Seguo Yari Selvetella da quindici anni e ogni libro, ogni intervista non è “solo” una lettura, ma un’esperienza. Il suo ultimo romanzo, Le regole degli amanti (Bompiani, 2020), è stato la mia ultima lettura dell’anno e mi ha messo a confronto con me stessa e con l’idea di amore, di relazione, che ho, che abbiamo più o meno tutti, lasciandomi tanti interrogativi. Alcune di quelle domande sono state oggetto di questa intervista, in cui parliamo sì, di amore, ma anche di scrittura, lettura, necessità e futuro.
Mia mamma dice sempre: “Tanto prima o poi l’amante diventa come il marito”. Mi ha sempre colpito l’evoluzione nel rapporto fra coppie clandestine, che tu hai reso alla perfezione, in questo rapporto fra Iole e Sandro che, contrariamente a quanto si immagina quando si pensa agli amanti, dura trent’anni. Attraversano infatti un primo periodo 100% passione, poi complicità intellettuale, fino a implicazioni più “terrene” e non sempre entusiasmanti. Come hai immaginato il cammino di questa coppia?
Mi pare che in questo periodo gli scrittori si preoccupino molto di proteggere le loro storie, per così dire, con degli scudi. Utilizziamo degli elementi e degli stratagemmi sottilmente ricattatori nei confronti del lettore. Me ne sono accorto dopo aver pubblicato Le stanze dell’addio. In quel caso il protagonista, proprio come il suo autore, era un vedovo, e questo generava nel lettore una serie di reazioni più o meno consapevoli. Ora, siccome in Italia i romanzi spesso si dividono in quelli che bisogna avere coraggio e argomenti per criticare e quelli che hanno bisogno di coraggio e argomenti per essere segnalati al pubblico e difesi, mi sembra che l’elemento del lutto abbia sospinto il mio romanzo nella prima categoria. Ma non perché io ritenga Le stanze dell’addio poco riuscito, al contrario lo considero migliore di quello che si pensi, ma migliore – se posso dire – per motivi diversi, che non riguardano la mia storia personale. Insomma a un certo punto in quei panni mi sono sentito a disagio e così ho deciso che stavolta volevo scrivere un romanzo con dei protagonisti dai comportamenti opinabili. E ho pensato agli amanti.
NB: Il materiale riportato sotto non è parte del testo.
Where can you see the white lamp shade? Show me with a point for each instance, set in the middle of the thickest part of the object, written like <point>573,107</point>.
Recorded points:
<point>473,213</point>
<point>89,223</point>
Ovviamente anche a un argomento del genere, così esplorato, ci si può avvicinare accarezzando il lettore e cioè, fondamentalmente, occupandosi del senso di colpa, del tema morale del tradimento e così via. Invece no, mi sono detto, voglio proprio vedere se la mia scrittura tiene la storia di due benestanti che se la spassano in barba alle rispettive famiglie, che viaggiano, leggono, mangiano spaghetti in riva al mare e bevono vino bianco fresco come in una canzone di Paolo Conte. Oggi più che opinioni si cercano pacche sulle spalle. Questo atteggiamento, però, anziché in un autentico impegno si traduce più spesso in un certo conformismo. Il pubblico gradisce, più o meno, poi fagocita e dimentica. Ho pensato che forse potevo mettermi un po’ di traverso. E insomma inizio a scrivere questo romanzo e mi capita qualcosa che non mi aspettavo. E cioè che di questi due mascalzoni, Iole e Sandro, finisco un po’ per innamorarmi, come di quei vecchi amici che si mettono sempre nei guai. Così li ho accompagnati, passo passo, nella loro lunga storia, li ho letti, tra torti e dolori, tra gioie e ragioni.